Het hof acht niet bewezen hetgeen aan verdachte als voormeld meer of anders is ten laste gelegd dan hierboven als bewezen is aangenomen.
Kwalificatie
Het bewezen verklaarde levert op de overtreding:
overtreding van artikel 5 van de Wegenverkeerswet 1994.
Strafbaarheid
Het hof acht verdachte strafbaar. Strafuitsluitingsgronden worden niet aanwezig geacht.
Strafmotivering
Het hof heeft de op te leggen straf bepaald op grond van de aard en ernst van het feit, de omstandigheden waaronder het feit is begaan en de persoon van verdachte. Daarbij heeft het hof in het bijzonder het navolgende in aanmerking genomen.

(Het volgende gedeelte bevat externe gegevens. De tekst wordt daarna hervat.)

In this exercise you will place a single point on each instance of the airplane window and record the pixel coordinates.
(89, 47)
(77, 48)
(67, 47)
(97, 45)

Verdachte heeft zich op 14 mei 2007 als bestuurder van een motorvoertuig schuldig gemaakt aan overtreding van artikel 5 Wegenverkeerswet 1994, door tijdens het inhalen en voorbij rijden van de door aangever bestuurde personenauto, een abrupte stuurbeweging naar rechts te maken en daarbij sterk te remmen. Teneinde een aanrijding met het voertuig van verdachte te voorkomen, is aangever hierdoor naar links uitgeweken, waarbij hij de personenauto van [naam] heeft aangereden. Aangever is uiteindelijk in een sloot tot stilstand gekomen. Het handelen van verdachte heeft niet alleen de verkeersveiligheid in gevaar gebracht, zijn handelen heeft ook daadwerkelijk letsel bij aangever en schade aan de voertuigen van aangever en [naam] veroorzaakt.
Het hof houdt bij de strafoplegging rekening met een verdachte betreffend uittreksel uit het justitieel documentatieregister d.d. 26 november 2010, waaruit blijkt dat verdachte weliswaar eerder is veroordeeld, doch niet ter zake van soortgelijke feiten.
Gelet op het voorgaande, in onderling verband en samenhang bezien, acht het hof de door de kantonrechter opgelegde geldboete van € 500,- een passende bestraffing. Nu de berechting in hoger beroep echter niet binnen 2 jaar heeft plaatsgevonden - er sprake van een overschrijding van de redelijke termijn met ongeveer 5 maanden - zal het hof, overeenkomstig de vordering van de advocaat-generaal, op voormelde boete € 50,- in mindering brengen.
Naast een geldboete acht het hof een (voorwaardelijke) ontzegging van de rijbevoegdheid passend en geboden. Daarbij neemt het hof in aanmerking dat de verdachte tot op heden niet bereid c.q. in staat is gebleken enige verantwoordelijkheid voor het door zijn verkeersfout ontstane ongeluk te aanvaarden, hetgeen twijfels doet rijzen omtrent verdachtes verkeersinzicht c.q. zijn verantwoordelijkheid jegens zijn weggebruikers. Een extra vingerwijzing en stok achter de deur is dan ook op z'n plaats.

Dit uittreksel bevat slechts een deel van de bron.